Redeeming the Years

James 4:14 

You do not know what your life will be like tomorrow. You are just a vapor that appears for a little while and then vanishes away. 

Do you realize that the only time in our lives when we liked growing older was when we were kids?  

When you were less than 10 years old, you were so excited about aging that you used fractions.  If someone asked you how old you were, you responded, "I'm five . . . and one-half!"

Then you hit double-digits and began dreaming of the next major milestone: 13.   Oh, to be a teenager . . . life will finally be all that I dreamed it would be.  Or so we thought.

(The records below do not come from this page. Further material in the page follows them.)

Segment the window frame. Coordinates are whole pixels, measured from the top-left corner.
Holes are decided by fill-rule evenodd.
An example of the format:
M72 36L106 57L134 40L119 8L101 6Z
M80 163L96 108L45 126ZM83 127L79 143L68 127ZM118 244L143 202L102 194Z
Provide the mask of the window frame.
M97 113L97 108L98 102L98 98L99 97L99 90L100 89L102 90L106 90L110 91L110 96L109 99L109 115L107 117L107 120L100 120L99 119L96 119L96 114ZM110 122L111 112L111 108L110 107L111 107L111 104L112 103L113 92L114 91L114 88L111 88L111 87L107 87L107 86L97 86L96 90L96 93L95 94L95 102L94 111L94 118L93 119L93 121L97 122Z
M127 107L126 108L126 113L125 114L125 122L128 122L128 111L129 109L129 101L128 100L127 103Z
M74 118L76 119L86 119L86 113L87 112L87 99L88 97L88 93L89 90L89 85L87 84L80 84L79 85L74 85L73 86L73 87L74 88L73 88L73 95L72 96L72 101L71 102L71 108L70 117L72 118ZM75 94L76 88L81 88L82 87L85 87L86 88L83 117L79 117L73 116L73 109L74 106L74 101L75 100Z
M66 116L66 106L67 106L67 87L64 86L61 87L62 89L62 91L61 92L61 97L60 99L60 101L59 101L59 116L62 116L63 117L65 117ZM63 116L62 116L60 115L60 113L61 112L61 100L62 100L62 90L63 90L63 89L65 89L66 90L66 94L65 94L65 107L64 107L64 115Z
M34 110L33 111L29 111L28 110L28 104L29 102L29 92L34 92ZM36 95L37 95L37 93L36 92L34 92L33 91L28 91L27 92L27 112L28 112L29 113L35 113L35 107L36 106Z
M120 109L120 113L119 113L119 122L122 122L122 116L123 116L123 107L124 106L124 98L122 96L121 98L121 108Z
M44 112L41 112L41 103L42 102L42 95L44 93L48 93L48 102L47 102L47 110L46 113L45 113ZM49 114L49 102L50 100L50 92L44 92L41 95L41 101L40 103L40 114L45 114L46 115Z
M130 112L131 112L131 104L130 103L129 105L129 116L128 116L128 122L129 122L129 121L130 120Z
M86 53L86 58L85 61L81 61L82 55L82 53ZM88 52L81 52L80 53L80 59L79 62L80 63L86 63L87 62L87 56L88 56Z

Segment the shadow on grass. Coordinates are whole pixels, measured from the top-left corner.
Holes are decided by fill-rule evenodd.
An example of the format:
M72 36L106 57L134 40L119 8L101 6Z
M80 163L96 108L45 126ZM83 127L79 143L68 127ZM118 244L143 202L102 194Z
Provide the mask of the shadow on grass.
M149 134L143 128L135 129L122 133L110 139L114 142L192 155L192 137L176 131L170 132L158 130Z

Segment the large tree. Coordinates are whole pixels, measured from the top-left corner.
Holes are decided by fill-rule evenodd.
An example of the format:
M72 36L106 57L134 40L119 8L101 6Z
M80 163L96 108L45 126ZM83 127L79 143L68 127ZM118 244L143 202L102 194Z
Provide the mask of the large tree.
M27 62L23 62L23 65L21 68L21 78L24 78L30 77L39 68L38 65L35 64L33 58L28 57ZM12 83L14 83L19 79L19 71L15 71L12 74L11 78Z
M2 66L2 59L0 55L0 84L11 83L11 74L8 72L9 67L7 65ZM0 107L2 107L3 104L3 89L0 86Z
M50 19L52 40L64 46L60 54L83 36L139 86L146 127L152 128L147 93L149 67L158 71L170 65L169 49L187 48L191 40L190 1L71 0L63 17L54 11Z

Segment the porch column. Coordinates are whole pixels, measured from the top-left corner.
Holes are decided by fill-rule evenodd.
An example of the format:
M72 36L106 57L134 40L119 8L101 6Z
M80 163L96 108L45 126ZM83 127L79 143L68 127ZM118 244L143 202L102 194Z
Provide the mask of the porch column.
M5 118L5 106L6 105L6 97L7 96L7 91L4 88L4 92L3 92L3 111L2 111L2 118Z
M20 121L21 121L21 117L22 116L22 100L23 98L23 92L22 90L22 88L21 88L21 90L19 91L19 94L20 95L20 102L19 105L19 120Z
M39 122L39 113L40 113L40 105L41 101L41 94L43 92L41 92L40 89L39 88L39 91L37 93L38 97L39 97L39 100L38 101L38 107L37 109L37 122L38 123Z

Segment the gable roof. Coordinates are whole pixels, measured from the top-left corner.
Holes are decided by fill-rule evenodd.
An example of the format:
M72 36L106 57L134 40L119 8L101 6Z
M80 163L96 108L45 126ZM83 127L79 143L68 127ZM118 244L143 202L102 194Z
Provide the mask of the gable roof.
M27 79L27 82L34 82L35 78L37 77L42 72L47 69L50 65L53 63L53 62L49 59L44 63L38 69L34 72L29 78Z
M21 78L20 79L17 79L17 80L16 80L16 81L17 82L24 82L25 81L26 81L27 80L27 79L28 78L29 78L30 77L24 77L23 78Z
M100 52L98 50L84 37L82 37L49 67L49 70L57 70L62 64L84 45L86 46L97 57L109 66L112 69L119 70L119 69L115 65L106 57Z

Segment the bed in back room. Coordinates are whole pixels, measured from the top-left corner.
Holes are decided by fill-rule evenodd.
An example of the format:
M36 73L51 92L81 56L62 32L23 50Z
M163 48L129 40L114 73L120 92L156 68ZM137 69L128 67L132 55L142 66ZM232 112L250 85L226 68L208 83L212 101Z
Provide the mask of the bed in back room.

When 13 finally got there, you immediately began skipping years.  If someone asked how old you were, you said, "I'm almost 16."  You might have two years to go, but that's completely ignored.  You were almost 16.

Then 21 came and you'd really arrived—right? Even the words sounded like a ceremony: you became 21!  But that didn't last very long, did it?  Soon you turned 30 and wondered where the time went!

Next thing you know, you're pushing 40, and not long after, you reach 50. 

Strange how we word this progression of time, isn't it? You become 21, turn 30, you're pushing 40,  reach 50, and you make it to 60! By then you've built up so much momentum that you hit 70! 

After that you're simply "in your 80s."  But if you make it past that, you start going backward!  You say, "I was just 92," or, "I was 95 last year."

Then a really strange phenomenon occurs: if you're one of the select few who make it to the century mark, you start thinking like a kid again.  Someone asks how old you are and you say, "I'm one hundred and one-half . . . I'm almost 102!" 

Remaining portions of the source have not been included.